Any chance you can address this?
Utilizing even a "old" Pcie V2.0 with 4 lanes would give 2GB/sec raw transfers (or make it look large like the console company's marketed at 16 Gbit/s =). Practically i would guess around a 1.7 GB/Sec ceiling due to the overhead from encoding (8b/10b) and command overhead.
I would like to see a ssd card fully utilizing a 3.0 16x buss (Would be raw at about 16GB / sec or 128Gbit/s in console terms and the Pcie 3.0 standard also has a better encoding (128b/130b) with only about 1.5% overhead compared to 20% in the pcie 2.0).
Actually, a single PCIe 2.0 lane is 5Gb/s and it's 8/10 encoding makes it an effective data transfer of 4Gb/s, so an x4 link truly is 2GB/s. PCIe 3.0's data rate is only 60% higher at 8Gb/s, but like you said, it uses a much more efficient encoding in order to get the near doubling of effective bandwidth.

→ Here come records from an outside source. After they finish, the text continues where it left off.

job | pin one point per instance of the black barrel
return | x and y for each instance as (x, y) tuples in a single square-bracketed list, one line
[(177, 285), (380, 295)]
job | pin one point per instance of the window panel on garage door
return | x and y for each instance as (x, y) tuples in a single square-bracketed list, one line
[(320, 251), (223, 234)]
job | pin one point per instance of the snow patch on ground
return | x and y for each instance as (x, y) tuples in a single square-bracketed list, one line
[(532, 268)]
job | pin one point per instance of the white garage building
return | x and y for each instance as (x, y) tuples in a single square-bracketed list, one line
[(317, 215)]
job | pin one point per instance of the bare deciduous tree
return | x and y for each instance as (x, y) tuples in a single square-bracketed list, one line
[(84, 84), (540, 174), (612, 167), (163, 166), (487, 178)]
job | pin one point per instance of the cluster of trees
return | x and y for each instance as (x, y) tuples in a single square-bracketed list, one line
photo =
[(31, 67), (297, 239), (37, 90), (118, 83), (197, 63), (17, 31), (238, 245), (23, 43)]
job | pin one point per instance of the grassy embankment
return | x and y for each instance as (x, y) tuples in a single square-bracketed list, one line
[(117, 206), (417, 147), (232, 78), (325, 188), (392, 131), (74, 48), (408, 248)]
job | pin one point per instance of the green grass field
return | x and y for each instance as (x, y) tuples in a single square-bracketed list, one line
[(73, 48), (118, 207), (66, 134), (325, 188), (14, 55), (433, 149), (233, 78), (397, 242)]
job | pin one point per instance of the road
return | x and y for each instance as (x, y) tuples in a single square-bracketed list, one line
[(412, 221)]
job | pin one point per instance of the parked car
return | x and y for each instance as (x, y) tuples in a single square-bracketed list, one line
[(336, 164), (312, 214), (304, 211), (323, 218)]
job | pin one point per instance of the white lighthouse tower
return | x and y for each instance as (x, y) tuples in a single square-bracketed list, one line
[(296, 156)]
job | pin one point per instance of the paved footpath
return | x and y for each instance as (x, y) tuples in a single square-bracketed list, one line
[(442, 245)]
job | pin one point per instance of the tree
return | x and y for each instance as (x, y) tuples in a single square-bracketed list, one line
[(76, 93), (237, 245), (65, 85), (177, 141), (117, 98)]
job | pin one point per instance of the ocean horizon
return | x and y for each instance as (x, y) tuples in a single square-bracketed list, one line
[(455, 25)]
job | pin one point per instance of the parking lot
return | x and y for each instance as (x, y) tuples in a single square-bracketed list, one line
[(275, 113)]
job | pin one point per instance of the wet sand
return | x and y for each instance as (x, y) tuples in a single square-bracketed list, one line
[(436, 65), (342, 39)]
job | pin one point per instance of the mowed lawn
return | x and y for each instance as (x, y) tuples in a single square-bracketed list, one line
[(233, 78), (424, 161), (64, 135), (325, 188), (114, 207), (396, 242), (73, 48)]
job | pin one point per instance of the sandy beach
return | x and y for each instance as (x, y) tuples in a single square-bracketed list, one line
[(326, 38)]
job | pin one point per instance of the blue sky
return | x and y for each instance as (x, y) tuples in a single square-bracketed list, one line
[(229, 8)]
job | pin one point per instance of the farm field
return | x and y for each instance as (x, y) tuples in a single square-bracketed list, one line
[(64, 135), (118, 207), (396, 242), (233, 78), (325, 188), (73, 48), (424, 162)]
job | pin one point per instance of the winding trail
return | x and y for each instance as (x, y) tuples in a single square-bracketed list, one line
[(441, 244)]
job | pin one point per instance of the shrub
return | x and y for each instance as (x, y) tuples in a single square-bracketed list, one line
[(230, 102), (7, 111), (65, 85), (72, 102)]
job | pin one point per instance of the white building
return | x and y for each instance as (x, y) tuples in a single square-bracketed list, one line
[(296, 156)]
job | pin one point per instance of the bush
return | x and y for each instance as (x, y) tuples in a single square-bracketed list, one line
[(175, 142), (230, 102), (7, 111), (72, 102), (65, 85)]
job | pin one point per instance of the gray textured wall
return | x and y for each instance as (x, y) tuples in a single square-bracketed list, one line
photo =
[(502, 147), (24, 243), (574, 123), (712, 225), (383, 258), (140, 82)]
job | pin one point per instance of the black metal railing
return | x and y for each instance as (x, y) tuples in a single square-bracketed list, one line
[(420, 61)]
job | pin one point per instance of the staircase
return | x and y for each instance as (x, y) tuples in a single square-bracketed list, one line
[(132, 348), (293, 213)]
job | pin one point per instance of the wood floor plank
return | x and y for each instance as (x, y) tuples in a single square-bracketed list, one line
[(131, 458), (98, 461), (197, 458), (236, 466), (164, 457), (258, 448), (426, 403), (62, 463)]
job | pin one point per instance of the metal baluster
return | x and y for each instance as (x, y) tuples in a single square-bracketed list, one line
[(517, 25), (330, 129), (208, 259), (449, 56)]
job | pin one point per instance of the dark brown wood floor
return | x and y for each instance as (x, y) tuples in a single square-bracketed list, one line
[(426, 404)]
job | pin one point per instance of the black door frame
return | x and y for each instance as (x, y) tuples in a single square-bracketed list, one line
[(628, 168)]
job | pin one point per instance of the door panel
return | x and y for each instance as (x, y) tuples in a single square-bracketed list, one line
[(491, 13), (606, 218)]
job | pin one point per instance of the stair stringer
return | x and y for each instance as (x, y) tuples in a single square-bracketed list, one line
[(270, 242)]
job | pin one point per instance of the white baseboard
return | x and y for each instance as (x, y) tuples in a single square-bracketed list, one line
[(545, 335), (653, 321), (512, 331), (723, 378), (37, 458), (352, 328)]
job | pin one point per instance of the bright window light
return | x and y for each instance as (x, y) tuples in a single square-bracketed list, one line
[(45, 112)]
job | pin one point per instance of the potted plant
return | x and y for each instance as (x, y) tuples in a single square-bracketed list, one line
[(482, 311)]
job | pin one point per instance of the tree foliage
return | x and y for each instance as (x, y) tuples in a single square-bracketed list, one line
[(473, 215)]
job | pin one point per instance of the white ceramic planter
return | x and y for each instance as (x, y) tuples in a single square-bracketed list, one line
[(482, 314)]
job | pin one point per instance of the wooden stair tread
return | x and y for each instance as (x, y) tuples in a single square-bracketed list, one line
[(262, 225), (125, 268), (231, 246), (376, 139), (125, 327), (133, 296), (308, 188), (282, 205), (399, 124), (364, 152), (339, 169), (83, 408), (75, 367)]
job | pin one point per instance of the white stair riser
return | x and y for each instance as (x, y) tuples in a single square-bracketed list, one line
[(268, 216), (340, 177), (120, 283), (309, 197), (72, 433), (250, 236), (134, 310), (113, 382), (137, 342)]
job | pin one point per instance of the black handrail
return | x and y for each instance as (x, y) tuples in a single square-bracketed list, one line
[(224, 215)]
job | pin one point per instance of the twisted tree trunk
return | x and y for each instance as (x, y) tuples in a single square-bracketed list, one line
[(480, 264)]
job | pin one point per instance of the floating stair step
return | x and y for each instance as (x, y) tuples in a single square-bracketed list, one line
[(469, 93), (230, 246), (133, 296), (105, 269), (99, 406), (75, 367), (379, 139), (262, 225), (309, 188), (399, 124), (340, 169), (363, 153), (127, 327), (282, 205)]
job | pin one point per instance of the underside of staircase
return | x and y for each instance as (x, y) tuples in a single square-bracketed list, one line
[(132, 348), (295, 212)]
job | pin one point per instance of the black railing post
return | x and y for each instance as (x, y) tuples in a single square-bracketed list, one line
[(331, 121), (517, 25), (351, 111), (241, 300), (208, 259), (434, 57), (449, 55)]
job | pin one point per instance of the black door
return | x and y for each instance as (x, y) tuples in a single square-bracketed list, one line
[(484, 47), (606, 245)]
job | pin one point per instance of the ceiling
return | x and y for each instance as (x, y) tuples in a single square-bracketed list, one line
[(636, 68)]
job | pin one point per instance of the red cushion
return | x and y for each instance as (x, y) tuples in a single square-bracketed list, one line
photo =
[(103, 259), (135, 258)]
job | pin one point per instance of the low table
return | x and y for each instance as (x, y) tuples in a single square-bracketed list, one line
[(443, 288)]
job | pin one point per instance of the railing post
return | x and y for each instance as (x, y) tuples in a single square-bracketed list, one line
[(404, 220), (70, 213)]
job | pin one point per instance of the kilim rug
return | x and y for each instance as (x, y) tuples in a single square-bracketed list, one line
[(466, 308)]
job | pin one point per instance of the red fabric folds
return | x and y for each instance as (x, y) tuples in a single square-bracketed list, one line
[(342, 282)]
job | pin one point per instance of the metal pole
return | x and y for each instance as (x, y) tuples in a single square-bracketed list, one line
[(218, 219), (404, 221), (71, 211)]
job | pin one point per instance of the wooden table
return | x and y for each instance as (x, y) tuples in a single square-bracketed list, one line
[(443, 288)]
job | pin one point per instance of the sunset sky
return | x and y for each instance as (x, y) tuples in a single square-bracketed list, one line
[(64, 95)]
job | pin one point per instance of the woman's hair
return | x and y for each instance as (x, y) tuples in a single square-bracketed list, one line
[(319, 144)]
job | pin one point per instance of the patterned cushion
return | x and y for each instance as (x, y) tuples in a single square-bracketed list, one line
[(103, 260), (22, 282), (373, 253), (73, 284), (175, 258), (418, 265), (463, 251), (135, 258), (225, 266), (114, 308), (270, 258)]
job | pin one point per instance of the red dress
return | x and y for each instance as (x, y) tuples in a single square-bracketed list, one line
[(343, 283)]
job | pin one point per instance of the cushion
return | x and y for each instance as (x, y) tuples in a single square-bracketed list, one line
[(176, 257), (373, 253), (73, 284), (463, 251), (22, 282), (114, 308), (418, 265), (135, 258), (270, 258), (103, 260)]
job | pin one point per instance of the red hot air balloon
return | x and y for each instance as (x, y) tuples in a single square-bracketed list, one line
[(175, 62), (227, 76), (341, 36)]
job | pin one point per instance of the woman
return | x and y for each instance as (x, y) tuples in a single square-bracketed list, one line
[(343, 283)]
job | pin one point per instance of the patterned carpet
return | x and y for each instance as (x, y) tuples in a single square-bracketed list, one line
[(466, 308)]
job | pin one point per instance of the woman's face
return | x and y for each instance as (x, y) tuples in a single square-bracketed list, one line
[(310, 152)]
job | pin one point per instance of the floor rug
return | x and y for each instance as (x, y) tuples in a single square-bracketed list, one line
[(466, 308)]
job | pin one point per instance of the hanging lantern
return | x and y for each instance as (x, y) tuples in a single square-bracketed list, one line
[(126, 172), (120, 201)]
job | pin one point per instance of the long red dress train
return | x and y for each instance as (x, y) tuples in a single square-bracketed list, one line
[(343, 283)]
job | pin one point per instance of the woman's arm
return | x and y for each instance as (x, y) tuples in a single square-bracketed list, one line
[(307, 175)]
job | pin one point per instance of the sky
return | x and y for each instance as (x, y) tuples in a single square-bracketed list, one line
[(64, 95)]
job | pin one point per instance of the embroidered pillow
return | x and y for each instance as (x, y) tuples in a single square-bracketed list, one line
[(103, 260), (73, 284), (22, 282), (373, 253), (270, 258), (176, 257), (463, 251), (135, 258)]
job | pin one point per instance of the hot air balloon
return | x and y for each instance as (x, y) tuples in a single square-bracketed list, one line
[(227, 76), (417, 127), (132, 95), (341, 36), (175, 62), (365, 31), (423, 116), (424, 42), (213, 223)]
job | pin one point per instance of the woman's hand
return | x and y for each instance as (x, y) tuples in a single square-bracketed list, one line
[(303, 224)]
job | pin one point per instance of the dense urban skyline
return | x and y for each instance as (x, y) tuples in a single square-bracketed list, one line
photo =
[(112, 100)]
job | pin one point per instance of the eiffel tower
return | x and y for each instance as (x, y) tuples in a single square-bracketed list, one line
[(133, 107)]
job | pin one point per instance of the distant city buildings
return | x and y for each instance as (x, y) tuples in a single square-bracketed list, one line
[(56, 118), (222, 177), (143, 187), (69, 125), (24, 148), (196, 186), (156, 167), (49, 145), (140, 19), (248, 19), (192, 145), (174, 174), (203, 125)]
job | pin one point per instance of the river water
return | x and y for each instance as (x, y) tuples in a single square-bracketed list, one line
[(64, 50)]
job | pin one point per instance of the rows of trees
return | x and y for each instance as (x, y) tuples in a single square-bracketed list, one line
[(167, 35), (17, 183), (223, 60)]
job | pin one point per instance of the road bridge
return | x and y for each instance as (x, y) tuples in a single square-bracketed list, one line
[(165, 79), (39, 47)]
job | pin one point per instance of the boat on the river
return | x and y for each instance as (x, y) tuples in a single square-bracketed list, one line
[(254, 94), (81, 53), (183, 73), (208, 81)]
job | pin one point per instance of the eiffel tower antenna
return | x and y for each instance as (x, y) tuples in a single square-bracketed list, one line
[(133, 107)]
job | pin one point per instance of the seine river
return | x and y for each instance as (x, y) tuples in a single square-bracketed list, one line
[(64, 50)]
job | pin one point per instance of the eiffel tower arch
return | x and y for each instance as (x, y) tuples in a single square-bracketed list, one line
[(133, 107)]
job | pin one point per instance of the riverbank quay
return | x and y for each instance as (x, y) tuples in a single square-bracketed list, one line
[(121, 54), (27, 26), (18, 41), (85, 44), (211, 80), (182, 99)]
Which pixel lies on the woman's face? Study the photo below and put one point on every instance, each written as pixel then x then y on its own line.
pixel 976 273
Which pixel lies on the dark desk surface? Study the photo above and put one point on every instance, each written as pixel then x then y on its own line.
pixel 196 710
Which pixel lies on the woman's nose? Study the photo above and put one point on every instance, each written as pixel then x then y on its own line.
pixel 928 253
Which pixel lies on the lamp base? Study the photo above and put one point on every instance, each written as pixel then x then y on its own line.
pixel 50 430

http://www.tomshardware.com/forum/280390-32-sata-satae
I remember reading this in a Tom's article itself, so maybe you could look at the SSD reviews from last year.
The 512GB Vertex 4 is faster than the 256GB Vertex 4, so that's not always true. Looking at just most of the 512GB SSDs on Newegg, you can see that most of them are the same performance as their 256GB little brother and only a few are slower.
From what I've read these drivers dont work like that... they allow a disk that is not a member of a raid volume but attached on the same controller to work with TRIM. Essentially still meaning no RAID0 and TRIM for SSD. In fairness whether TRIM is even necessary is up for debate if the firmware of the drive has good enough garbage collection.
There are ways to use TRIM in RAID 1 and RAID 0. It's the other levels (aka the *true* levels) of RAID that still don't seem to have TRIM support. Furthermore, any drive can be put in RAID 0. If there isn't hardware support for it, such as some PCIe SSDs, then it can be done with software RAID. Generally, only SandForce drives have good enough garbage collection without TRIM for RAID, so for RAID other than 0 and 1 (maybe derivatives of them such as 10 and 0+1 too), then SandForce is usually the only good way to go.
I can get EVEN better transfer rates with two force 3 SSDs in Raid 0, and still cheaper, faster, AND bootable!!
How about four Vertex 3 (or similarly performing SandForce drive with good prices, Mushkin and Intel have good competitors here that might be arguably better choices) 120GBs with four 30GB partitions each, all in a software RAID 5 array? Fairly reliable (no big deal if one or even all but one volume fails), high performance, and minimal loss of capacity since RAID5 only cuts out 1/x of the total capacity where x is the number of volumes and with four per drive and four drives meaning sixteen volumes, that's only a drop of a few percent. Some of these drives can go below $.7 per GB and that's about as cheap per GB as one can get with high performance SSDs.